« Cette étude est porteuse d'un message d'une grande clarté : le changement climatique est la plus grande menace qui pèse sur les récifs mondiaux, et nous devons tous faire notre part en limitant au plus vite les émissions mondiales de gaz à effet de serre et en atténuant les pressions locales », prévient Paul Hardisty, directeur général de l'Institut australien des sciences de la mer (AIMS).
L'étude en question, publiée ce mardi 5 octobre, est le sixième rapport sur le statut des coraux dans le monde, réalisé à l'initiative du Réseau mondial de surveillance des récifs coralliens (GCRMN). Un réseau de scientifiques, de gestionnaires et d'organisations créé en 1998 et chargé de fournir les meilleures informations scientifiques disponibles sur l'état et les tendances des récifs coralliens en vue de leur conservation. Le rapport s'appuie sur 2 millions d'observations individuelles, réunies par plus de 300 scientifiques, sur plus de 12 000 sites de collecte répartis dans 73 pays situés dans dix régions coralliennes.
Augmentation de 20 % de la quantité d'algues
L'étude révèle que le monde a perdu près de 14 % du corail entre 2009 et 2018. « Soit une quantité plus importante que tout le corail vivant d'Australie », situent les auteurs de l'étude. Les épisodes de blanchiment des coraux dus à la hausse des températures de surface des mers ont été le principal facteur de disparition, même s'il en existe d'autres comme la surpêche, l'acidification des océans ou la pollution. Un pic de chaleur survenu en 1998 a, à lui seul, tué 8 % du corail mondial. L'étude établit plus globalement une corrélation entre les épisodes de disparition et des températures de surface des mers élevées.
Les scientifiques ont également étudié les changements intervenus dans la couverture en coraux durs vivants, indicateur de santé des récifs, et en algues, signal de stress subi par ces derniers. L'étude révèle une baisse de 9 % de la quantité mondiale de coraux durs depuis 1978 et une augmentation de 20 % de la quantité d'algues entre 2010 et 2019.
Ces chiffres sont inquiétants dans la mesure où les récifs coralliens sont des écosystèmes particulièrement riches qui abritent plus d'un quart des espèces marines, constituent une source de protéines très importante et entrent dans la composition de certains médicaments. Les chercheurs estiment à plusieurs millions le nombre de personnes qui en dépendent, que ce soit pour se nourrir, pêcher ou se protéger des tempêtes.
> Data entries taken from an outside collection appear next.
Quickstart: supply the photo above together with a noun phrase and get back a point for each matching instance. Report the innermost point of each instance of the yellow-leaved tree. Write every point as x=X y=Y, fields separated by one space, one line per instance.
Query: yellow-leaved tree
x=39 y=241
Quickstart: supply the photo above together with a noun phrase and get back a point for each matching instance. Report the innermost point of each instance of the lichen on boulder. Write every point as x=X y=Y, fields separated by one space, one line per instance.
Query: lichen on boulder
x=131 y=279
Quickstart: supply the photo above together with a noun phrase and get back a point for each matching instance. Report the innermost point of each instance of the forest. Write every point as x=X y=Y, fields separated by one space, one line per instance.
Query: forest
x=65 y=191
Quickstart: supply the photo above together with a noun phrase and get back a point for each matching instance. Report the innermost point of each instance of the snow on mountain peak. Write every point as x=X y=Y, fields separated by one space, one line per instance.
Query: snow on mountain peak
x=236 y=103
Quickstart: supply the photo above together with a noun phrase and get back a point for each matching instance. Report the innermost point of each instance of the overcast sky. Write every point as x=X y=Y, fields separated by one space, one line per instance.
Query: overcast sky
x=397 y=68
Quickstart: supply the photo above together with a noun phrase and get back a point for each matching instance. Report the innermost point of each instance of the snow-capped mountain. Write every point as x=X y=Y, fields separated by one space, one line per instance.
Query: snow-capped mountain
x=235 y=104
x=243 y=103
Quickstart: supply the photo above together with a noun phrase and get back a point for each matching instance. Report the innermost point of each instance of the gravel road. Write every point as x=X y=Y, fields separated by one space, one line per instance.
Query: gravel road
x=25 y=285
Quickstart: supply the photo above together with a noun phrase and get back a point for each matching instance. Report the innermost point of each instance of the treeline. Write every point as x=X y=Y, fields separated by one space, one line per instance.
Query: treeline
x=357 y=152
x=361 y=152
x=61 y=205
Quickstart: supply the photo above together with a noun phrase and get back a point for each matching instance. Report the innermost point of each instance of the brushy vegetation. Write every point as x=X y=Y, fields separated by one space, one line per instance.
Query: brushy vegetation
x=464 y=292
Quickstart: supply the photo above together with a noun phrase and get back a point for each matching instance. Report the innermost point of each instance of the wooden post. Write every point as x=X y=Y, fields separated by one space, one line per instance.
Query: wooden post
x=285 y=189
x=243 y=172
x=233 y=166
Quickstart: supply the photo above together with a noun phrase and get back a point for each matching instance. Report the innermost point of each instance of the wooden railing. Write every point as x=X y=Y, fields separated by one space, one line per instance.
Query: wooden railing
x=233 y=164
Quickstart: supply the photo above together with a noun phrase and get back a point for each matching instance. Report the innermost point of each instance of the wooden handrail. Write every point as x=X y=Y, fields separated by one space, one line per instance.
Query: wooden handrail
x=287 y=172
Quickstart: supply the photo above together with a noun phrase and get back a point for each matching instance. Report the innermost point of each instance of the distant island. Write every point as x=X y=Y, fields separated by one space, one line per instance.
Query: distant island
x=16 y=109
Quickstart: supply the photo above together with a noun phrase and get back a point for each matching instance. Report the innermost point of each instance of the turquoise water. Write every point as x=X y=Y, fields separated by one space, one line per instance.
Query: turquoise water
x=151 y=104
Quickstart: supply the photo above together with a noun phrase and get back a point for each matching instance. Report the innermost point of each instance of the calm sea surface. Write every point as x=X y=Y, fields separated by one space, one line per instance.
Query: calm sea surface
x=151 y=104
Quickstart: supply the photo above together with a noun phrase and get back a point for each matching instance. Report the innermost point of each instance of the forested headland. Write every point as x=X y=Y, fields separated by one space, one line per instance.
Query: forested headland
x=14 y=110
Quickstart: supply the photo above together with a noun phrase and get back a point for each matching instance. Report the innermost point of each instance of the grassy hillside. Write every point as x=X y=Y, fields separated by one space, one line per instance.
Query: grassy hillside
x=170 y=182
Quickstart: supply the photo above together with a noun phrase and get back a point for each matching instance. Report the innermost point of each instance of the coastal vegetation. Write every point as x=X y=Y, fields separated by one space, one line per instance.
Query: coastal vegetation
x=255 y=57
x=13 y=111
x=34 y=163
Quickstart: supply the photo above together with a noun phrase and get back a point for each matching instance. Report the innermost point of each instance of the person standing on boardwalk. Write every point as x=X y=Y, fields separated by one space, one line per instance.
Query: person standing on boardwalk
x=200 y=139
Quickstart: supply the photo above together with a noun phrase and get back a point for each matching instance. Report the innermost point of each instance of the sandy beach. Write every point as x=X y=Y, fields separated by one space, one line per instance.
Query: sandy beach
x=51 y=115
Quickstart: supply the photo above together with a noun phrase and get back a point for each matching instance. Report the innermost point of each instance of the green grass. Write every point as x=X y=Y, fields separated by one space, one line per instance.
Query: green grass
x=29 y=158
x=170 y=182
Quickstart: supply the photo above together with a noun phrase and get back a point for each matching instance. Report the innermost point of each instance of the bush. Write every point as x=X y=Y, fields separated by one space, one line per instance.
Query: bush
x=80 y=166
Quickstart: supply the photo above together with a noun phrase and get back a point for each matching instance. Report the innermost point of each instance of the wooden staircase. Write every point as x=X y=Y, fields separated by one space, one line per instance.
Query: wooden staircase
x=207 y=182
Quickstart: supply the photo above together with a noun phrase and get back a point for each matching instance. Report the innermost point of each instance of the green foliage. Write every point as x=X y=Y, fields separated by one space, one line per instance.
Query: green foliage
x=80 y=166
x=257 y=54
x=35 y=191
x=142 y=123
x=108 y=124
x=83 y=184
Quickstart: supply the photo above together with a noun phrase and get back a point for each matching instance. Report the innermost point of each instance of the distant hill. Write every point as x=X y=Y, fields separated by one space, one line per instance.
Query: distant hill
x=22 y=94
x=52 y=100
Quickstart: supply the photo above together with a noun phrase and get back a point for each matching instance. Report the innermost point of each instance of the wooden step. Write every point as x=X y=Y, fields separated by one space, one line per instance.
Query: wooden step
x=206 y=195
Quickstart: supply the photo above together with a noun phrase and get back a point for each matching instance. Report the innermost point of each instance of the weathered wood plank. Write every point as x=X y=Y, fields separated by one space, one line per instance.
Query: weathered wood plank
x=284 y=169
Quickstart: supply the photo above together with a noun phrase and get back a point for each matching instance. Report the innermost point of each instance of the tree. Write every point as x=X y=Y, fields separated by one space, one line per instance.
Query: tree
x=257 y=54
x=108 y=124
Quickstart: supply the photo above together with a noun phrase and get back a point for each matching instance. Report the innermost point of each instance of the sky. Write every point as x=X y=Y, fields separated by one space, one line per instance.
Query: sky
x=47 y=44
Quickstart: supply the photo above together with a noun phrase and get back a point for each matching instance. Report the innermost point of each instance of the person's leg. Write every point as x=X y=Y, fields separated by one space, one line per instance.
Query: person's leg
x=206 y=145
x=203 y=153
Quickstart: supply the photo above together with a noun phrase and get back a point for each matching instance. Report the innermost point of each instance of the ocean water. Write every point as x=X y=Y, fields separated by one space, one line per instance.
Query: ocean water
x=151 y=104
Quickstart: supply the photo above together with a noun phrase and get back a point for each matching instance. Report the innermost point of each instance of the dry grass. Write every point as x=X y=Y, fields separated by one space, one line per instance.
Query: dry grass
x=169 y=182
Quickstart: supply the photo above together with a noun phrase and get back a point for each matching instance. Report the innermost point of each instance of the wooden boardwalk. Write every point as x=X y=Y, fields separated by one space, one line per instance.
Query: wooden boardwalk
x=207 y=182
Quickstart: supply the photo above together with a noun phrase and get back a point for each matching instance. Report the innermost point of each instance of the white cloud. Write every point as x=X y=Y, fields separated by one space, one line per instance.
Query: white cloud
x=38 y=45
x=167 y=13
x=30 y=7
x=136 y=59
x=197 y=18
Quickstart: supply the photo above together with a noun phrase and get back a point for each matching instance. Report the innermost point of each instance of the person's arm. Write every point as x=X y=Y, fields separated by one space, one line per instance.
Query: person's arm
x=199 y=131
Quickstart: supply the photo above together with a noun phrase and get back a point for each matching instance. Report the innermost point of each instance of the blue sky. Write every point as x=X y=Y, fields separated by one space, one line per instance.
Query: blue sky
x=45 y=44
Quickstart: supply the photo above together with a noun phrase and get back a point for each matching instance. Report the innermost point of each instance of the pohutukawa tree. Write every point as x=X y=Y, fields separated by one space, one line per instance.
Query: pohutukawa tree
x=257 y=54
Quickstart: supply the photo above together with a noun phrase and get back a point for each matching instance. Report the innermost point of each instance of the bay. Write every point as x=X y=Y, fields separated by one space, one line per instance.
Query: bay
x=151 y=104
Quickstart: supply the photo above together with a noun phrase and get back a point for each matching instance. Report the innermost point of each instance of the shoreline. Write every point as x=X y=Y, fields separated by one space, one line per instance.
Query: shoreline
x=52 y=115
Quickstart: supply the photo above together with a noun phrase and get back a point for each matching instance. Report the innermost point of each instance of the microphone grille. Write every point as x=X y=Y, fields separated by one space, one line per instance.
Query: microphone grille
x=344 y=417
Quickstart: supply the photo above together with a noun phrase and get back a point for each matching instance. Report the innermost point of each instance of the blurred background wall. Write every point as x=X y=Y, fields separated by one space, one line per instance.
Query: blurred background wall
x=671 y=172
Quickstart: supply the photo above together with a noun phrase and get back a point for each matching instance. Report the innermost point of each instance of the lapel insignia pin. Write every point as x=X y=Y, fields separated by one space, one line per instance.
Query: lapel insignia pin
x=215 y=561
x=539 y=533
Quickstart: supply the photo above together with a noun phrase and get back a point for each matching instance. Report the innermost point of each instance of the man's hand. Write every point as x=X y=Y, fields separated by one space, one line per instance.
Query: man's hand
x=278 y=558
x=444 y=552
Des récifs capables de résilience
Le tableau brossé par cette étude n'est toutefois pas tout noir. « Certains récifs montrent une remarquable aptitude à rebondir, ce qui donne de l'espoir pour la reconstitution future des récifs dégradés », positive Paul Hardisty. Dans le Triangle de corail de l'Est asiatique, qui abrite environ 30 % des récifs mondiaux, la couverture en coraux durs a augmenté entre 1983 et 2009. Globalement, un rétablissement partiel de la couverture corallienne a été observé en 2019. « Cela indique que les récifs coralliens sont encore résilients : avec la diminution des pressions qui s'exercent sur ces écosystèmes cruciaux, ils auront la capacité de se reconstituer, peut-être en l'espace d'une décennie, en récifs sains et riches semblables à ceux qui prévalaient avant 1998 », concluent les auteurs de l'étude.
« Les décideurs auront l'opportunité de démontrer leur leadership et de sauver nos récifs coralliens, mais cela ne sera possible que grâce à des décisions ambitieuses », prévient la directrice de cette organisation onusienne.